B-level rates are 5.6 times higher and C-level rates are 12.5 times higher than citywide, signaling systemic neglect.
What Tenants Can Do Next: Complaints, Organizing, City Leverage
Documentation becomes leverage when tenants turn daily breakdowns into official records and public pressure.
Complaint Paper Trails
HPD and 311
Reports to HPD or 311 create a record of heat outages, hot water failures, and rodents.
Filing multiple reports can help keep violations open in HPD data used for the December 2024 to November 2025 ranking.
Organizing and City Pressure
Legal Assistance and Coalition Organizing
Canvassing and rallies at watchlist sites such as 80 Woodruff Ave can build tenant networks with groups like Flatbush Tenant Coalition.
In some cities, stronger tenant rules like a 90-day non-renewal notice requirement can give renters more time to organize and respond before a landlord ends a lease.
City leverage can include the Mayor’s Office to Protect Tenants, Rental Rip-Off Hearings, and Clean Hands legislation cited in negotiations.
- Track open violations on the Public Advocate site.
- Use HPD rankings to prioritize high-violation buildings.
- Document repairs after lawsuits or settlements, including A&E Real Estate cases for enforcement.
Assessment
The 2026 NYC Worst Landlord Watchlist reflects rising pressure on the city’s housing enforcement system.

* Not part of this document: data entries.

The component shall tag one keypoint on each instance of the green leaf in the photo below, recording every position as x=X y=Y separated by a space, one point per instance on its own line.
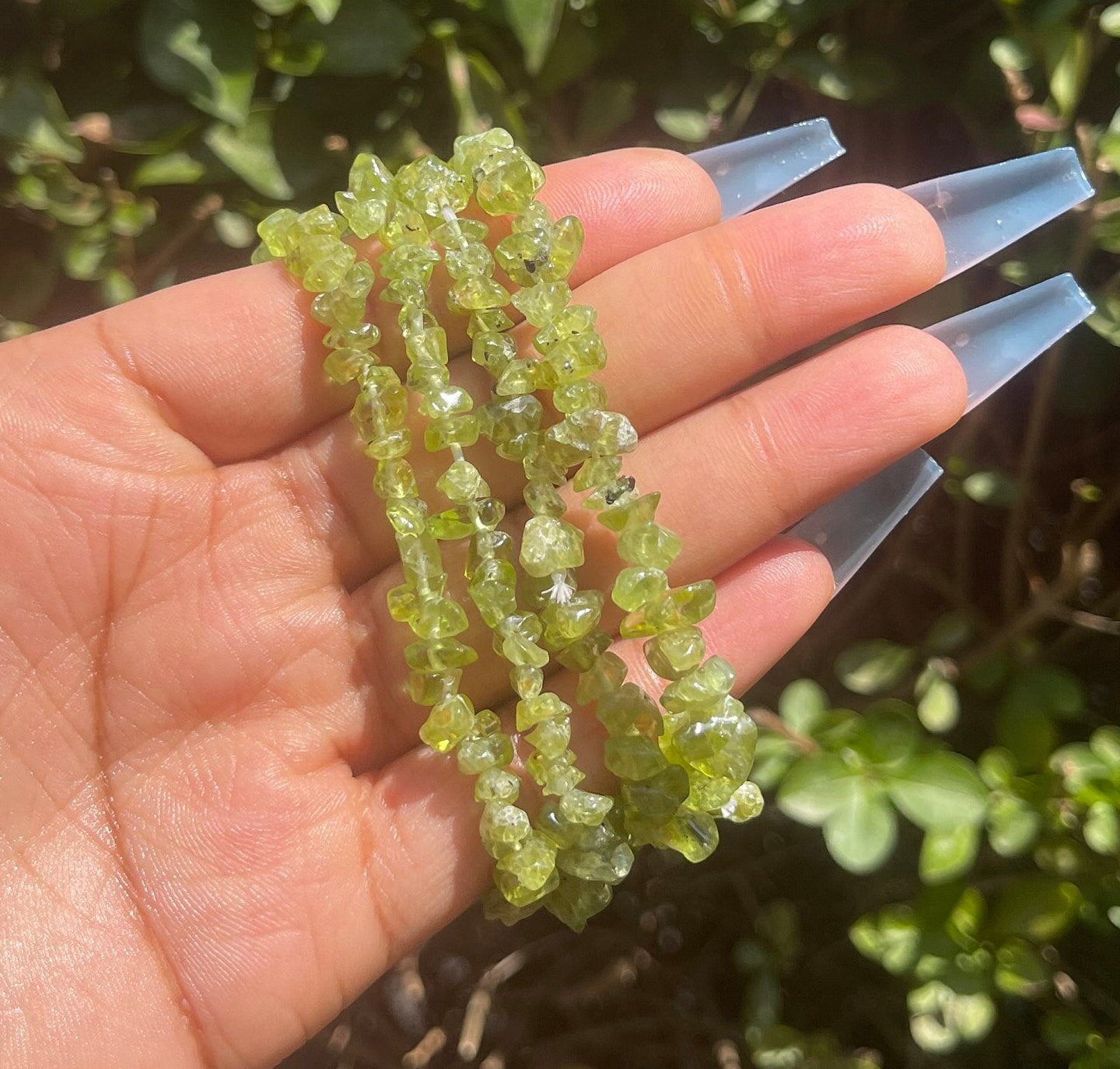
x=366 y=37
x=1102 y=829
x=814 y=788
x=947 y=853
x=204 y=51
x=803 y=705
x=170 y=170
x=536 y=23
x=1020 y=969
x=940 y=791
x=860 y=832
x=1038 y=908
x=939 y=706
x=249 y=152
x=873 y=667
x=992 y=489
x=32 y=114
x=684 y=124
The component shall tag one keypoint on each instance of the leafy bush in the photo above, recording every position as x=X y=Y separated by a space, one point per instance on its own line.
x=968 y=790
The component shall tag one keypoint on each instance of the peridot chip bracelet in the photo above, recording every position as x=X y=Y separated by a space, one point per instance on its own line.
x=680 y=762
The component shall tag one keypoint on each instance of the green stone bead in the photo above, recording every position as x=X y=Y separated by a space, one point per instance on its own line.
x=611 y=867
x=649 y=545
x=437 y=654
x=575 y=359
x=363 y=336
x=541 y=303
x=567 y=244
x=702 y=686
x=606 y=675
x=565 y=622
x=493 y=588
x=572 y=322
x=524 y=254
x=344 y=366
x=659 y=797
x=633 y=512
x=369 y=177
x=394 y=478
x=576 y=397
x=502 y=420
x=630 y=710
x=635 y=586
x=744 y=804
x=532 y=865
x=496 y=784
x=407 y=514
x=364 y=216
x=550 y=738
x=582 y=654
x=576 y=901
x=550 y=545
x=427 y=689
x=511 y=188
x=277 y=231
x=440 y=618
x=585 y=807
x=446 y=400
x=462 y=482
x=453 y=233
x=404 y=226
x=474 y=258
x=389 y=445
x=542 y=499
x=414 y=262
x=494 y=352
x=633 y=756
x=488 y=321
x=537 y=710
x=596 y=471
x=402 y=602
x=526 y=680
x=488 y=546
x=432 y=186
x=450 y=720
x=475 y=293
x=676 y=652
x=485 y=748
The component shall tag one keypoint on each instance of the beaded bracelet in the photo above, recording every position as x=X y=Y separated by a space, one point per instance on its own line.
x=679 y=764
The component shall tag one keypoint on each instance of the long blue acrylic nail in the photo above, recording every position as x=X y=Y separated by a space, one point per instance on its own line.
x=982 y=211
x=850 y=528
x=750 y=172
x=997 y=341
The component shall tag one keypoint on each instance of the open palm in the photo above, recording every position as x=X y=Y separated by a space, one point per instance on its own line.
x=215 y=825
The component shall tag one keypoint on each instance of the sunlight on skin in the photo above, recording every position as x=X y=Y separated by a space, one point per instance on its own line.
x=194 y=654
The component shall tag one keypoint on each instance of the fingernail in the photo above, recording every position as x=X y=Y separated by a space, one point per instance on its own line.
x=982 y=211
x=750 y=172
x=997 y=341
x=850 y=528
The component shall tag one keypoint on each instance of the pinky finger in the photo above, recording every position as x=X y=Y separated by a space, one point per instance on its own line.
x=425 y=860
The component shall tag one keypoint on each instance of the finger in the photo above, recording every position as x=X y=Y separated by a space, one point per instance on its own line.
x=422 y=811
x=732 y=476
x=236 y=360
x=684 y=322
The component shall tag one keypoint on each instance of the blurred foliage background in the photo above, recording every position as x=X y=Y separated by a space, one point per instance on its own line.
x=936 y=880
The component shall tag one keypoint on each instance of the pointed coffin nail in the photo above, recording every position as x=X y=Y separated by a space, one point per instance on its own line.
x=850 y=528
x=982 y=211
x=997 y=341
x=750 y=172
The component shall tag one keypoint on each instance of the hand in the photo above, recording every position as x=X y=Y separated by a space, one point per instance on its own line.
x=218 y=826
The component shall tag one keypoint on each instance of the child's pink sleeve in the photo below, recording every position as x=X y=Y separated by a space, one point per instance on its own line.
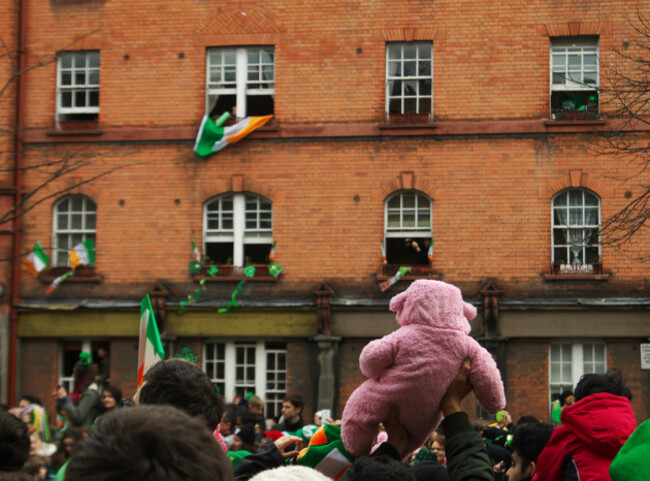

With roughly 5,100 units flagged, the list highlights concentrated risk in a limited number of buildings and owners.
Reported conditions including mold, leaks, and pests signal persistent habitability failures.
Tenant complaints and organizing remain the primary triggers for inspections and penalties.
The watchlist also frames potential leverage for city agencies when targeting litigation, repairs, and expanded oversight over the year.